Gruwell v. State, IAB Hearing No. 1418648 (May 18, 2016)
The Industrial Accident Board rejects a claimant’s contention that the Hoey displaced worker doctrine is applicable when a claimant has been released full duty with no restrictions and grants the employer’s termination petition.
Claimant, Robert Gruwell injured his lumbar spine in a compensable work accident on September 16, 2014 and received total disability benefits resulting from his injury. He was sent a letter in March 2015 that advised his employment with the State was terminated. However, after his receipt of the letter, a State representative with the Office of Management and Budget attempted to assist Claimant in finding a new position with the State. He did not look for other employment. On January 14, 2016, Employer filed a petition to terminate his benefits when he was released to return to work full-time without restrictions.
At the hearing, Claimant stipulated that he was able to work without restrictions, but raised a “Hoey light” argument that he retained a reasonable expectation of employment with Employer and, therefore, continued to be entitled to total disability benefits. Employer contended Hoey only applies when a claimant has work restrictions.

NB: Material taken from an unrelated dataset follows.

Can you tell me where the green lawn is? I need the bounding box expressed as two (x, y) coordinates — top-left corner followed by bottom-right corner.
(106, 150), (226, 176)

The Board agreed with Employer. It concluded that Hoey is applicable only if displacement is at issue. Claimant had no disability due to injury, so he was not displaced. The Board further decided that Hoey also did not apply because Claimant was no longer an employee of the State. At most he was confused by the termination letter. The Board observed that the letter provided statutory notice that he was no longer employee because his short-term disability benefits had exhausted. The Board noted that, while a State representative was assisting Claimant with the possibility of finding work, the State was not obligated to do so. The Board granted Employer’s petition and concluded that Claimant’s right to total disability benefits had ended based upon the full duty work release.